Frank Kendall, who served as Air Force Secretary under the Biden administration and oversaw the development of autonomous warplanes, was characteristically direct in his comments to The Washington Post.
“The military’s function is the application of violence,” he said, “and if you’re going to give anything to the Defense Department, it’s likely going to be used to help kill people.”
That candor is clarifying. It strips away the euphemism and forces the question: if that’s the function, shouldn’t the democratic process — not backroom deals — determine the rules that govern how AI serves it?
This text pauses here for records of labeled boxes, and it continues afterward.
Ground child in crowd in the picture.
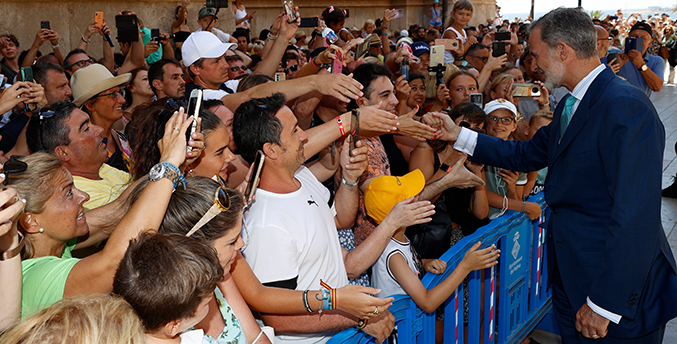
[442,0,477,63]
[484,98,541,220]
[364,170,499,313]
[322,6,354,46]
[113,233,231,344]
Building Without Blueprints
This dispute will shape defense procurement for a generation. It will determine whether ethical commitments in military AI are treated as principled positions or competitive liabilities — and whether Congress can muster the urgency to write durable rules before the boundaries of AI in warfare are entirely set by executive edicts and corporate capitulation.
We’re building the infrastructure of future conflict right now, in real time, without blueprints.
The question isn’t which technologies we choose. It’s whether democratic authority governs them — not as an afterthought, but as the architecture.
If the infrastructure of war increasingly resides in private hands, how should a democratic society assert its authority over the technologies that may decide life and death in its name?
That’s a republic-level question. And it’s ours to answer.